Five-axis machine cuts set-ups

Traditionally a three-axis vertical machining centre user, Singer Instruments in Watchet installed its first five-axis CNC machine at the start of 2019 to streamline the manufacture of aluminium components.

The German-built Spinner U5-630, a 40-taper machine, was supplied through sole UK agent Whitehouse Machine Tools, and is equipped with high-pressure coolant through the spindle and a separate clean tank, as well as Blum spindle-mounted workpiece probing and a tool-setting probe.
Cycle-time savings have been dramatic and there has been a considerable reduction in the number of set-ups needed across a raft of different parts. This positive outcome is a result of using the two additional rotary CNC axes provided by the swivelling trunnion and rotary table to reposition components automatically. In one case, a table for Singer Instruments’ Rotor automated screening instrument used in the biological sciences sector, is produced in three set-ups, whereas previously it required nine separate prismatic machining operations on a three-axis VMC. More typically, components formerly needing six operations are now produced in two.
Investment in five-axis capacity was instigated by Steve Maconnachie, CNC machinist at Singer Instruments. Maconnachie previously ran his own subcontract machining business with his brother in the Midlands and had used five-axis technology for many years. He was familiar with all the leading makes of machine, many of which were reviewed before deciding on the Spinner purchase.
“Some of our components are tightly toleranced to ±5 µm, so we maintain the temperature of our production area to within a couple of degrees,” he says. “It’s true that many of the five-axis machines we considered could hold this tolerance, as does the Spinner, whose price was also competitive. It was little more than half the cost of one of the other production centres shortlisted.”
For further information www.wmtcnc.com

Rivercircle doubles-up with XYZ

When Peterborough-based Rivercircle invested in one of the first XYZ UMC-5X gantry-style simultaneous five-axis machining centres just over 12 months ago, its ambition was to gain efficiency by transferring work previously performed on three- and four-axis machines.
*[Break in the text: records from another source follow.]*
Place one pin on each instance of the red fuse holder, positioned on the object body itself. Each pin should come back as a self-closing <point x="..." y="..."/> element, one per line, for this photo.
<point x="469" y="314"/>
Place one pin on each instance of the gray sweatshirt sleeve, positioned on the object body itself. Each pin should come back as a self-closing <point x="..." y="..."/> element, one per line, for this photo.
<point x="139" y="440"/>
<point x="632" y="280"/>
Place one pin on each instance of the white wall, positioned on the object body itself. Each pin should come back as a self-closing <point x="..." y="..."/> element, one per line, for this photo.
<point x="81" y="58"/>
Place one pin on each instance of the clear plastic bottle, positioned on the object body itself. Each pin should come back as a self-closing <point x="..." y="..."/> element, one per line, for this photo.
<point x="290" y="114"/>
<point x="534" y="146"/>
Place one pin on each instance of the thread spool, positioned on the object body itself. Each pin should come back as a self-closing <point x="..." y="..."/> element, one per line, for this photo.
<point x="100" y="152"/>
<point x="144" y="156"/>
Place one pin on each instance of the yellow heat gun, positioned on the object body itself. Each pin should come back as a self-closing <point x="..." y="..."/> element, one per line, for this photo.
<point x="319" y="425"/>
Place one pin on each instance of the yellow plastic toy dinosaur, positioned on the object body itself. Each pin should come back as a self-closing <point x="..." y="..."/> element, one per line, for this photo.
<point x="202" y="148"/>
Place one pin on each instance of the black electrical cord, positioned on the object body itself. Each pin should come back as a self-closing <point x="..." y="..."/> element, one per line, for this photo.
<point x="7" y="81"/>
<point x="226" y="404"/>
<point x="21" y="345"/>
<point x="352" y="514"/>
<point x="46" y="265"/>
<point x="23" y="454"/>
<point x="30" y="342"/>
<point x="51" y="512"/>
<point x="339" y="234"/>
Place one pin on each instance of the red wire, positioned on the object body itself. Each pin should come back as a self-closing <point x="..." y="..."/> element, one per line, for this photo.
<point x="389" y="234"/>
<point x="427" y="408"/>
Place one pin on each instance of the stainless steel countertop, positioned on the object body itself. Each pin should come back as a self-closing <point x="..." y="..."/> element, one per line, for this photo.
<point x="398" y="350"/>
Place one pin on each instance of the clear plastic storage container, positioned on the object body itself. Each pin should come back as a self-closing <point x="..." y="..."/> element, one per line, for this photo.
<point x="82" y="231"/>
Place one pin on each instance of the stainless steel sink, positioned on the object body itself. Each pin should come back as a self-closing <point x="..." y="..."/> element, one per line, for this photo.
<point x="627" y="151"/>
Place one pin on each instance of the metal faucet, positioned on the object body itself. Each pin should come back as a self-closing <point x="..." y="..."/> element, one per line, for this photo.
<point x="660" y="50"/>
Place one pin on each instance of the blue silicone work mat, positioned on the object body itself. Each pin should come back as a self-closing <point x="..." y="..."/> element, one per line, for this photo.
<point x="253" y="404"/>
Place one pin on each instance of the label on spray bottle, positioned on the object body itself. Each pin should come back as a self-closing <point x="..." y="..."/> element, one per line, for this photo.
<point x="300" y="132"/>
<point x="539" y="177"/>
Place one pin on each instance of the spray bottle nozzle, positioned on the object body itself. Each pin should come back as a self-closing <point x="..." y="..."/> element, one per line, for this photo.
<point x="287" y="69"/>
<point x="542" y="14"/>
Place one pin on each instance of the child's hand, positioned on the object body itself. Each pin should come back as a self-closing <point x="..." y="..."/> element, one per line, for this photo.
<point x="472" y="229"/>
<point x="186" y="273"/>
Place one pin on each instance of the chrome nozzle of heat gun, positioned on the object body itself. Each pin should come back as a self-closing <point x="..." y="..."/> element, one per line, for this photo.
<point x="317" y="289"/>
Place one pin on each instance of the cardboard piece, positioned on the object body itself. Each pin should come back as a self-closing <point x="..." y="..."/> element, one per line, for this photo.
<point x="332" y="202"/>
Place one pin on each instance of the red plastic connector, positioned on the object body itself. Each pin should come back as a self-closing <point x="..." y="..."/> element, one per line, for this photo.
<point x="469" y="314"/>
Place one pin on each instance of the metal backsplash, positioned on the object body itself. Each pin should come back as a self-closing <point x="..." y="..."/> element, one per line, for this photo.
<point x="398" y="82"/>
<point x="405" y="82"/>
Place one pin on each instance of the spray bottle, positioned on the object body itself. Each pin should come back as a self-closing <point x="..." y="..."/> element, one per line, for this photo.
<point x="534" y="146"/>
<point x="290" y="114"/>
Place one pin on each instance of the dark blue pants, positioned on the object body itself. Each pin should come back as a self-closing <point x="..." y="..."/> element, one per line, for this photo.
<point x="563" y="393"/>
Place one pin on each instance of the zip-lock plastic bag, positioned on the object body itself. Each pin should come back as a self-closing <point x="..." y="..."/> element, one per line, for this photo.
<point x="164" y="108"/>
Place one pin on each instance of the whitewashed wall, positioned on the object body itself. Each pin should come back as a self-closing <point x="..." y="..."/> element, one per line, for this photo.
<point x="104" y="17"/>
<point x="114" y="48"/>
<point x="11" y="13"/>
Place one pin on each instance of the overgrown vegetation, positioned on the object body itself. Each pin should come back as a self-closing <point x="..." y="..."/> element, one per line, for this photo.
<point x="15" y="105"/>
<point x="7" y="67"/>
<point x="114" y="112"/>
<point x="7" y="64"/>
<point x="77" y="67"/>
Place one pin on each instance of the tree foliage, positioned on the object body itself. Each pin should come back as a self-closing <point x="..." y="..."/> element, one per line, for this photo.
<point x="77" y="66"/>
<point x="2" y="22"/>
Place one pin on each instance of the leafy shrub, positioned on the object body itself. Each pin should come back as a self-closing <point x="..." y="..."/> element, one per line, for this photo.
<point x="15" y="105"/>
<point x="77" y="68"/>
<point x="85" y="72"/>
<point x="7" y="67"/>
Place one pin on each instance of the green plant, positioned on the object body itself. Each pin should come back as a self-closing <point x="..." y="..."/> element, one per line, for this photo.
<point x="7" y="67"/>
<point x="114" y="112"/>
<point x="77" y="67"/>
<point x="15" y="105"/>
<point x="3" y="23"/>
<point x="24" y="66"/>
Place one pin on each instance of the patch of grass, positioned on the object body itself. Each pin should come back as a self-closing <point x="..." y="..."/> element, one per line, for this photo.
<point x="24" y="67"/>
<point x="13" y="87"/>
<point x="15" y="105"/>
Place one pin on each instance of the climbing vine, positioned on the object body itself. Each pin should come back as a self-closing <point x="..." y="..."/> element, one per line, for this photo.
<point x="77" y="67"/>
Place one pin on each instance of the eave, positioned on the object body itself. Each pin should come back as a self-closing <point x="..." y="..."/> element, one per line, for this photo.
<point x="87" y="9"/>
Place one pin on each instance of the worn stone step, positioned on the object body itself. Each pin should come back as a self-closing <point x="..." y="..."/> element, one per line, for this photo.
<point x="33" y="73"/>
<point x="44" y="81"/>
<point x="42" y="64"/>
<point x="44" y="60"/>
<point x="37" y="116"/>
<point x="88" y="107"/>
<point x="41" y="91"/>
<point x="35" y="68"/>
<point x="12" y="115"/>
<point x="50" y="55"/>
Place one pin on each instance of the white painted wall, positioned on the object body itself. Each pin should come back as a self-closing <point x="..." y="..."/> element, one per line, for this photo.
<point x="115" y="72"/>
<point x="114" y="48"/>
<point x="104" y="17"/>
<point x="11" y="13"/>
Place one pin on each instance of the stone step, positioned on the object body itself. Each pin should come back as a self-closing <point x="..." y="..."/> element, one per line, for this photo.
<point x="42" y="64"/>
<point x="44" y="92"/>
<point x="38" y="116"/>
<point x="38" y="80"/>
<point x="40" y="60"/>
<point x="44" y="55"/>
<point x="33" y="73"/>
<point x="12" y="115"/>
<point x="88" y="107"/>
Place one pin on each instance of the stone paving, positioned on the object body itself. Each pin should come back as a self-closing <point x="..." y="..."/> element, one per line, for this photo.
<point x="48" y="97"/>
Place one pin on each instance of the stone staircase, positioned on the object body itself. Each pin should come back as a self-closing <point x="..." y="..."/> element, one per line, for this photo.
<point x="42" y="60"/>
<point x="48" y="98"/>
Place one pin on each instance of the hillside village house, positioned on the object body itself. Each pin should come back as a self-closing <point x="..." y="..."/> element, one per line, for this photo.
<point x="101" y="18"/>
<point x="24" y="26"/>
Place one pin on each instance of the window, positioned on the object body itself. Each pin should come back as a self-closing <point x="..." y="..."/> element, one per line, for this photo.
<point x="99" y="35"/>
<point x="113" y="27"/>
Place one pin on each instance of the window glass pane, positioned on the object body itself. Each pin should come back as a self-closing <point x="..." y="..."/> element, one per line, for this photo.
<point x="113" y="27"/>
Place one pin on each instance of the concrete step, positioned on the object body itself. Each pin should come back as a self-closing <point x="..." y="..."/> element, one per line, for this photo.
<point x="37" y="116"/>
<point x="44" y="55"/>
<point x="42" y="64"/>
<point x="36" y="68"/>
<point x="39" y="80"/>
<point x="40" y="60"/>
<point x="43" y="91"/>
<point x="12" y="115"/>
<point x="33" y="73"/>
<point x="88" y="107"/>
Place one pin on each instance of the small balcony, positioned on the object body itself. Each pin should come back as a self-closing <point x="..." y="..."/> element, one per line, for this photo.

Such was the company’s success in doing that, it has won numerous new contracts for five-axis work, resulting in the arrival of its second UMC-5X.
“We had no work that demanded full five-axis capability when we bought the first XYZ UMC-5X, but knew we could reduce set-up time and cycle time by moving work from other machines,” explains Paul Langan, Rivercircle’s production manager. “Furthermore, we had no expectation of keeping the machine busy 24/7, but as word spread, customers began to recognise the capability that we now had, and work kept coming in.”
The influx of orders from existing and new customers for dedicated five-axis work meant that additional capacity was required. However, due to the success of the first machine from XYZ, there was no reason for Langan to look anywhere else for the second.
“Work is continuing to move towards five-axis machining and, with the two XYZ UMC-5X machines, we can combine operations and become far more efficient, which will ultimately lead to more work as we are more competitive,” he says. “The ease of use of the machines, with the Heidenhain control that we are familiar with, along with support from XYZ Machine Tools, made our decision to double-up straightforward.”
The arrival of the second XYZ UMC-5X was enhanced by investment in several seats of Mastercam five-axis software to ensure there were no bottlenecks in processing the increased amount of work generated by the additional machining capacity.